My young brain had somehow realized, comprehended, this uninvited truth. It would be a long time before I could find the proper words to describe the strange feeling of the painful memories. The closest I can come is that it felt like a shocking, overwhelming sadness. But it was more than sadness. I was unsettled, uncomfortable, and anxious, like I had done something wrong.
As the car drove on, I didn’t move in my seat, and I didn’t speak a word about it. I wouldn’t for another eight years.
Your church is not an exception.
There are victims of sexual abuse in every community and institution in society, including churches.
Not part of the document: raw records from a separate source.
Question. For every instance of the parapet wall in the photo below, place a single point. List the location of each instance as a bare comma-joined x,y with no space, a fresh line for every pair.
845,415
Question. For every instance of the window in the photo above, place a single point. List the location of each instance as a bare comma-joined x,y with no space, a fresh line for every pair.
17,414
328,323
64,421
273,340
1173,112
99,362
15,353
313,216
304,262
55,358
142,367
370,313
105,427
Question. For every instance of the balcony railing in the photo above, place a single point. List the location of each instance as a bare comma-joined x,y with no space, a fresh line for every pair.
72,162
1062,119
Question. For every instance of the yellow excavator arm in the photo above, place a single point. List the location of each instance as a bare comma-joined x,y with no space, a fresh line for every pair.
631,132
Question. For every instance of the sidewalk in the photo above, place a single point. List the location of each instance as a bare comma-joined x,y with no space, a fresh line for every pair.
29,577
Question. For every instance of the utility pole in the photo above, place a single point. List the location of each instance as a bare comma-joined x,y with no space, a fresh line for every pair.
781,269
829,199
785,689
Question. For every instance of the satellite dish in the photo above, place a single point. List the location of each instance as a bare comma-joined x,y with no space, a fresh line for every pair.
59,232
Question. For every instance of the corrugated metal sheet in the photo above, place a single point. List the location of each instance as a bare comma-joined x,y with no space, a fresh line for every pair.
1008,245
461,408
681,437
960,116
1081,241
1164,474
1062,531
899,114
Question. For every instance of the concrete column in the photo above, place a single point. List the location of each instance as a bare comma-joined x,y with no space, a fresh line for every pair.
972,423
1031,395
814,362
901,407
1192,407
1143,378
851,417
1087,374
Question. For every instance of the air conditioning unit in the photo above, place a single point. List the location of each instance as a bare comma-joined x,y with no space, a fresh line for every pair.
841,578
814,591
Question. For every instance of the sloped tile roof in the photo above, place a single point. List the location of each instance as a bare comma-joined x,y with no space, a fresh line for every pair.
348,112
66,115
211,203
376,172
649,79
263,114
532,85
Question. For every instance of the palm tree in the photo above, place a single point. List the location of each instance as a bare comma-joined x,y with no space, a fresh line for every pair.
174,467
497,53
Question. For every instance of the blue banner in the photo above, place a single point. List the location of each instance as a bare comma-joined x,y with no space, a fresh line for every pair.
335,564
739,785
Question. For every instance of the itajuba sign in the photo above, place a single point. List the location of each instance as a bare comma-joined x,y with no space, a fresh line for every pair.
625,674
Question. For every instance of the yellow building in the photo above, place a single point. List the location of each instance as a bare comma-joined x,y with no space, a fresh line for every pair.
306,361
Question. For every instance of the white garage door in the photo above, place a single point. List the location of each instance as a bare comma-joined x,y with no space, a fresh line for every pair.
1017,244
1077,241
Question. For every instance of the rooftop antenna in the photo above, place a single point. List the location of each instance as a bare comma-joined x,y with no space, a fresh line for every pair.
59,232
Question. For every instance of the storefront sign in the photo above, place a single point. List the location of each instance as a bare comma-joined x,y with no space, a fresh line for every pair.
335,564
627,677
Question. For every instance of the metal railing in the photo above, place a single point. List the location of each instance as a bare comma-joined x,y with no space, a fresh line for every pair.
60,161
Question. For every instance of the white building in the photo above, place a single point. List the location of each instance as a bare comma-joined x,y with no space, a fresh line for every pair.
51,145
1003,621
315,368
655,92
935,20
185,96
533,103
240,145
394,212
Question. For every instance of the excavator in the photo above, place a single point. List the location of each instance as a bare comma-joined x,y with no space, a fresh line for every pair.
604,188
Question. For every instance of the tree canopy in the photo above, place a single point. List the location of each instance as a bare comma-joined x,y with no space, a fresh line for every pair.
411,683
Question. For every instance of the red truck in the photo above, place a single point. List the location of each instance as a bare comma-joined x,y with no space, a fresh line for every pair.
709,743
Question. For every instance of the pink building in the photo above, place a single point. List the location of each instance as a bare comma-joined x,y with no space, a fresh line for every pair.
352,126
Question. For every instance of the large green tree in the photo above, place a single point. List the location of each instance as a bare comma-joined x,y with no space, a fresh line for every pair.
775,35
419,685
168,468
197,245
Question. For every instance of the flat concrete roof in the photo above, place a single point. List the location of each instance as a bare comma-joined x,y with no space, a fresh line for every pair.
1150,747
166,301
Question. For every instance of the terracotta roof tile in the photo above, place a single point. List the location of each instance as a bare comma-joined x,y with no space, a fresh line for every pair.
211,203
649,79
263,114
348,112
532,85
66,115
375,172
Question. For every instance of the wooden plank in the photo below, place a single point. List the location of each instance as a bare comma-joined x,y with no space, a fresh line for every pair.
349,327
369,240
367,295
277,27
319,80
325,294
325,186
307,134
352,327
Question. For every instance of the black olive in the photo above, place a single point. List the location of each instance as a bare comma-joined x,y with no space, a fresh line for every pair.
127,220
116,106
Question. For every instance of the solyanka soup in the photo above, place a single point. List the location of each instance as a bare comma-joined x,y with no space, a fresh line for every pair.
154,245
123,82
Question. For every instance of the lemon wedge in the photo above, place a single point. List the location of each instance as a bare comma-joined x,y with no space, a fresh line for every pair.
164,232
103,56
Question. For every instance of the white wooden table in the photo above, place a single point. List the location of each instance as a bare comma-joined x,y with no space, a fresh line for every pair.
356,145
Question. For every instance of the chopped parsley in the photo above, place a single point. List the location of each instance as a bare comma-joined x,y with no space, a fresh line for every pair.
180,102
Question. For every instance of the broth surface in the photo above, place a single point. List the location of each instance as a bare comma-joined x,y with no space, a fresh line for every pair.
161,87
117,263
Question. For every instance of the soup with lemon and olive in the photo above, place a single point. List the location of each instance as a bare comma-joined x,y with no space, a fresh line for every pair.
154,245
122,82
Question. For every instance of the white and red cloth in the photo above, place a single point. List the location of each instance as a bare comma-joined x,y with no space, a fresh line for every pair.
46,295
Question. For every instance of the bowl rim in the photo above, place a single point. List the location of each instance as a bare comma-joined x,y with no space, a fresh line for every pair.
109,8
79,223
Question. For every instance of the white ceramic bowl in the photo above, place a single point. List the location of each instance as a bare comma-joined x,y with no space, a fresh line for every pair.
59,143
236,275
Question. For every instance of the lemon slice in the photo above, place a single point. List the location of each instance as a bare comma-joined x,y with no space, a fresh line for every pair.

There are certainly victims of sexual abuse in your congregation. One of the serious dilemmas of the subject of child sexual abuse is that while it is incredibly widespread, it is also shrouded in secrecy and even denial. It is often invisible in our congregations because of the silence of the victims themselves. Powerful forces can keep it so, and the shame that victims feel can perpetuate the idea that “good” families are exempt from its reach.
But the now significant body of research agrees that sexual abuse spans races, socio- economic classes, and religious and ethnic groups. Investigations clearly indicate that churches are no exception. Much media attention has focused on the Catholic Church, because of the significant number of clergy who have been found to be perpetrators. I believe we may yet see the full extent of the disclosures elsewhere.